The results demonstrate that IT managers need to take a full inventory of their organization’s cloud computing resources, closely evaluate cloud providers, and properly assess the risks with putting customer and company data in the cloud. IT managers also need to implement policies around what data is appropriate for cloud use and evaluate deployments before they are made.
“Organizations need to ensure the cloud – whether you’re talking about applications, platforms or infrastructure – is secure before they use it. The study results indicate that organizations are approaching cloud security differently than they do enterprise security and not applying the same best practices and policies they use for the enterprise,” said Lina Liberti, vice president of product marketing, CA Security.

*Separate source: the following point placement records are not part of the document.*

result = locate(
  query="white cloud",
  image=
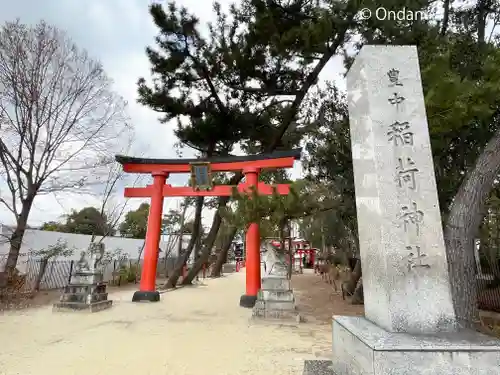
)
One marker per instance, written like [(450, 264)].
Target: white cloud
[(115, 32)]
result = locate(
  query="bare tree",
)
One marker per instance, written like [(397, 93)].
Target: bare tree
[(59, 120)]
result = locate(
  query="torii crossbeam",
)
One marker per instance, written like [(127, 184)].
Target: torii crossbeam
[(201, 185)]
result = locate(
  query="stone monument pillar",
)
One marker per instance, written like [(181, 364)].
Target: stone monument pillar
[(86, 289), (410, 325)]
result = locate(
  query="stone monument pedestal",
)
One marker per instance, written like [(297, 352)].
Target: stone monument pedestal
[(85, 292), (361, 347)]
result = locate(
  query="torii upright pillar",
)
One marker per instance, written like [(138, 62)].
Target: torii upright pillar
[(201, 185)]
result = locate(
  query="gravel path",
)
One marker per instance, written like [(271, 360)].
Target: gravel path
[(191, 331)]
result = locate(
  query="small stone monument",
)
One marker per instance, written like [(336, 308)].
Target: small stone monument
[(86, 289), (275, 300), (410, 325)]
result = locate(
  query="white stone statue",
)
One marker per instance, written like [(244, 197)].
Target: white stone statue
[(96, 251)]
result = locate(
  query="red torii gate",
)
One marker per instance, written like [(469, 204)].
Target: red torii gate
[(200, 170)]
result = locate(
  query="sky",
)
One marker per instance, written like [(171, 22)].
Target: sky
[(116, 32)]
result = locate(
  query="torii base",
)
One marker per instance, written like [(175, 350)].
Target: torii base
[(248, 301), (141, 296)]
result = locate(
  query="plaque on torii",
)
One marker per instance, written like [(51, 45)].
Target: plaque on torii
[(201, 184)]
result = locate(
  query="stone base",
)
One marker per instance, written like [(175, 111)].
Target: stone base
[(361, 347), (142, 296), (277, 283), (318, 367), (276, 302), (247, 301), (278, 315), (79, 306)]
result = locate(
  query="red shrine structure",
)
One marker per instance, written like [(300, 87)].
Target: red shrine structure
[(301, 248), (201, 185)]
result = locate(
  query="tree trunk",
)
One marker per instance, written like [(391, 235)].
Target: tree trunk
[(462, 227), (16, 240), (222, 258), (41, 273), (172, 280), (350, 286), (358, 297)]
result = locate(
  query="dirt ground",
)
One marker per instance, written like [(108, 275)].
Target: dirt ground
[(46, 297), (318, 301)]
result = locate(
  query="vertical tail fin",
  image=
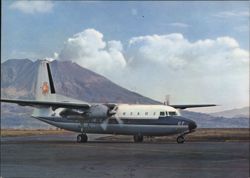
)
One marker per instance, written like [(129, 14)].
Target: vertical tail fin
[(45, 89), (45, 85)]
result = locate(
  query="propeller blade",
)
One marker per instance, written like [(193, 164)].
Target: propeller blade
[(104, 124)]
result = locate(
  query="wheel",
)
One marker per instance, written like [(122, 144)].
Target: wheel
[(138, 138), (84, 138), (81, 138), (180, 139)]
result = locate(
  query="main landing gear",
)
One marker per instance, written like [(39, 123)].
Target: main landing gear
[(82, 138), (180, 139), (138, 138)]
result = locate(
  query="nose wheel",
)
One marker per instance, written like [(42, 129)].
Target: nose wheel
[(180, 139), (138, 138), (82, 138)]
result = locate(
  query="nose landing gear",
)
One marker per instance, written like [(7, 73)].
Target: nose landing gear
[(138, 138), (82, 138), (180, 139)]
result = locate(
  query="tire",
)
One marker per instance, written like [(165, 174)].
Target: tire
[(82, 138), (79, 138), (138, 138), (180, 139)]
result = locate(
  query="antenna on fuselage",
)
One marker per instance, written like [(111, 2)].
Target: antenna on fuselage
[(167, 100)]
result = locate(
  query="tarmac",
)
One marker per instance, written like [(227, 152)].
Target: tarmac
[(53, 156)]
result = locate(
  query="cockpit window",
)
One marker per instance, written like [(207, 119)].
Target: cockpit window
[(172, 113), (162, 113)]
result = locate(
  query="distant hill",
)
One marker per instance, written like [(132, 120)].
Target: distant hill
[(233, 113), (18, 78)]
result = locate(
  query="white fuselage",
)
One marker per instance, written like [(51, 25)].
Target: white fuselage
[(151, 120)]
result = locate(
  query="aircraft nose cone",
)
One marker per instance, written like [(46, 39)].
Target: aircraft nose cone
[(192, 125)]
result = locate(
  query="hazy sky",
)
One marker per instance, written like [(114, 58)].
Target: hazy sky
[(198, 52)]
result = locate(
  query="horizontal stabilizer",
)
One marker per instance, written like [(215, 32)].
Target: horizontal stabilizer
[(53, 104), (191, 106)]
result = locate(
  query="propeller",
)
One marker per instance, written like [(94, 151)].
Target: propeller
[(111, 113)]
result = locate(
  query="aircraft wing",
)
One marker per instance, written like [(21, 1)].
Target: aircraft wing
[(53, 104), (191, 106)]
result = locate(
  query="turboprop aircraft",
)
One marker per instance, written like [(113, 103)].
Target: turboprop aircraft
[(104, 118)]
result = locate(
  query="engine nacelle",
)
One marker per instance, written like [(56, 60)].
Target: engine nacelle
[(98, 111)]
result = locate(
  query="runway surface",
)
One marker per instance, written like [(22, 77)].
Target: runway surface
[(60, 156)]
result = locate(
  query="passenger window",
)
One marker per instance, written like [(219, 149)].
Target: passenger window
[(172, 113), (162, 113)]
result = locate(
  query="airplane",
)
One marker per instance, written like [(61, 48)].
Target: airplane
[(104, 118)]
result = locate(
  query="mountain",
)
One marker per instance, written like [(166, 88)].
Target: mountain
[(18, 78), (233, 113)]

While cloud computing services can offer cost savings and efficiencies to many organizations, evaluating and implementing the security practices may offset some of the benefits, diminishing one of the main reasons for choosing the cloud. Despite such concerns, the data suggests that many organizations will pay a premium to cloud providers that prove to be secure.
“Organizations need to extend their security policies to accommodate the cloud and should look for security transparency from their providers.” “Organizations put themselves at risk if they fail to evaluate cloud services for security and don’t have a view of what cloud services are in use throughout the business,” said Dave Hansen, corporate senior vice president and general manager for CA’s Security business unit. “All parties – IT, the end user, and management – should be involved in the decision making process, and need to build guidance around cloud computing adoption to help their organizations more securely deploy cloud services.”
The Security of Cloud Computing Users study sampled 642 IT and IT security practitioners in the U.S. with an average of 12 years experience in the field. The study was conducted during the month of March, and included both technicians and managers in a wide range of industries.
The table below reports five attributes concerning respondents’ views about the security of cloud computing within their organizations.
In the coming months, CA, Inc. and The Ponemon Institute plan to release the results of second study focused on cloud computing providers located in the United States and Europe.